As Putin held peace talks in Minsk, Belarus, tanks, missiles, and armored vehicles entered eastern Ukraine to bolster rebel forces.

Petr David Josek/AP
Mourners and separatist fighters pay respects to their comrade during a funeral at a cemetery in the east Ukrainian village of Mospino, near the city of Donetsk, Ukraine, on Thursday, Feb. 12, 2015. The militiaman was killed during recent fighting between rebel and government forces. Guns will fall silent, heavy weapons will pull back from the front, and Ukraine will trade a broad autonomy for the east to get back control of its Russian border by the end of this year under a peace deal hammered out Thursday after all-night negotiations between Russia, Ukraine, France and Germany.

Ukraine said on Thursday that pro-Russian rebels had reinforced their positions with tanks and missile systems in east Ukraine while marathon four-nation talks were taking place the previous night.

A deal reached at talks involving Ukraine, Russia, Germany and France envisages a ceasefire between Ukrainian forces and Russian-backed separatists starting on Sunday, but all sides said there was a long way to go towards real peace.

"The intensity of fighting is evidenced by a sharp increase in the number of people trying to leave front-line towns," Ukrainian military spokesman Andriy Lysenko said in a daily briefing a few hours after the agreement was reached in Belarus.

As the talks in Minsk dragged on through Wednesday night, around 50 tanks, 40 missile systems and 40 armored vehicles entered east Ukraine's breakaway Luhansk region from Russia via the Izvaryne border crossing, Lysenko said.

Russia denies supplying the rebels with arms and troops, despite what Ukraine and NATO say is overwhelming evidence to the contrary.

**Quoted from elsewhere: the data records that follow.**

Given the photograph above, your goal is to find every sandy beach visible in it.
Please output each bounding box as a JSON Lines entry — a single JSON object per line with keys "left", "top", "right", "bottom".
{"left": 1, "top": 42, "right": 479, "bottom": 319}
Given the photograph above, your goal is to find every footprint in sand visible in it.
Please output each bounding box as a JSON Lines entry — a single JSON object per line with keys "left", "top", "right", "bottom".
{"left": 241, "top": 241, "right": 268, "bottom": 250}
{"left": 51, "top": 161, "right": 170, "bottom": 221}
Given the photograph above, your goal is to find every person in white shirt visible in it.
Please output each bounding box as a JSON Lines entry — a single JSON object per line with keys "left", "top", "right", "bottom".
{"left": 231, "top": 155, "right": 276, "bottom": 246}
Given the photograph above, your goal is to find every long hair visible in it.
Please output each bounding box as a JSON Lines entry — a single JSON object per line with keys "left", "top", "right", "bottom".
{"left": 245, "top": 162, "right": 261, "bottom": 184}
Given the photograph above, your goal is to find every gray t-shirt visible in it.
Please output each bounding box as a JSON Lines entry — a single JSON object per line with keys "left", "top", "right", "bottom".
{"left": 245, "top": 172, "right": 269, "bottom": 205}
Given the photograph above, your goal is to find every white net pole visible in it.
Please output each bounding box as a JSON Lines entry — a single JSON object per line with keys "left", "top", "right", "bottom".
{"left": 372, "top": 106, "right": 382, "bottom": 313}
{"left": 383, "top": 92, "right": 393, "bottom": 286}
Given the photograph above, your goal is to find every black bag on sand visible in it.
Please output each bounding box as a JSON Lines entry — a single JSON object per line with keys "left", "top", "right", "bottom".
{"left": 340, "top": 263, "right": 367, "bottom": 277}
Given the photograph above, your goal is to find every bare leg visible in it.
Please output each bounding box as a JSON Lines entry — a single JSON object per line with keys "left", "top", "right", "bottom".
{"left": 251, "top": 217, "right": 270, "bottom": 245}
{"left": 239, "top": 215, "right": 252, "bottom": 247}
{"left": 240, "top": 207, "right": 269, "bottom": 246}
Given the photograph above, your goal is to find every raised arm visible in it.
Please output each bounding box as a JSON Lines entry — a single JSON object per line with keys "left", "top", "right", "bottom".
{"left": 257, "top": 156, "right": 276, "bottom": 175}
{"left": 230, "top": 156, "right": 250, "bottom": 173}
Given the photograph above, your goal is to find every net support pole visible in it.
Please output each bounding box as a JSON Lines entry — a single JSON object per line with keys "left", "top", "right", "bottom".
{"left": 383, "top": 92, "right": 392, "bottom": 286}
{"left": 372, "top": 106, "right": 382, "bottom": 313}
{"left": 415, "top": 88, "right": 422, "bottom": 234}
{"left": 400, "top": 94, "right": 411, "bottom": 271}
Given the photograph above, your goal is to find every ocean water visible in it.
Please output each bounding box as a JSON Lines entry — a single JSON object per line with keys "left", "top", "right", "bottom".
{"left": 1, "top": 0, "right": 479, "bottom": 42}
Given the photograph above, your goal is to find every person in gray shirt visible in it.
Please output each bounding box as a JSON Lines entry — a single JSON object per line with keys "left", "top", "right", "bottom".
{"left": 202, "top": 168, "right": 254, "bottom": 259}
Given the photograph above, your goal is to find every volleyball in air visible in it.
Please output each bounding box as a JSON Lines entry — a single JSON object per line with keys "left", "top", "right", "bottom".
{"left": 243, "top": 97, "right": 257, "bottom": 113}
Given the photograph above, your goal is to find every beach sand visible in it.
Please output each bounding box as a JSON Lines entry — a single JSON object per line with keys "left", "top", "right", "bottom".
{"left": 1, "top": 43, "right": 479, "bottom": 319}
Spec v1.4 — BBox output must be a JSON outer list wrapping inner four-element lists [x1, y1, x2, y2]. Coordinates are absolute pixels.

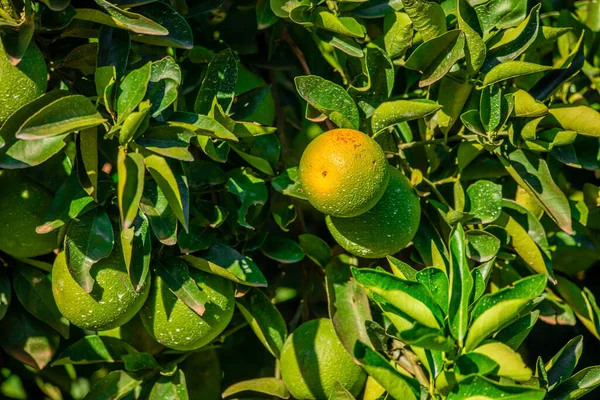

Separatists have strengthened their positions especially in Debaltseve, a strategic transport hub that has been the focus of heavy fighting in recent weeks, Lysenko said, stressing that government forces had not given up any ground.

But senior rebel commander Eduard Basurin said separatist forces had completely encircled Ukrainian troops in the town and their only option was to surrender. He said his side would honor the Minsk agreements.

"We are ready to organize the exit of Ukrainian forces from the Debaltseve encirclement on respectable conditions. They should put down their weapons and leave," Basurin told a news conference in Donetsk, broadcast live by Rossiya24 TV.

"Units of the army of Donetsk People's Republic are successfully holding their positions ... and are carrying out counter-attack operations to prevent the enemy from breaking from the encirclement."

He accused Ukrainian forces of attacking rebel positions in several places on Thursday and said there had been four cases of shelling of Donetsk in which two civilians were killed. The report could not be independently verified.

A Reuters witness in separatist-held Donetsk, south-west of Debaltseve, said artillery blasts could be heard sporadically throughout the day, although it was not clear in what direction the shells were being fired or by whom.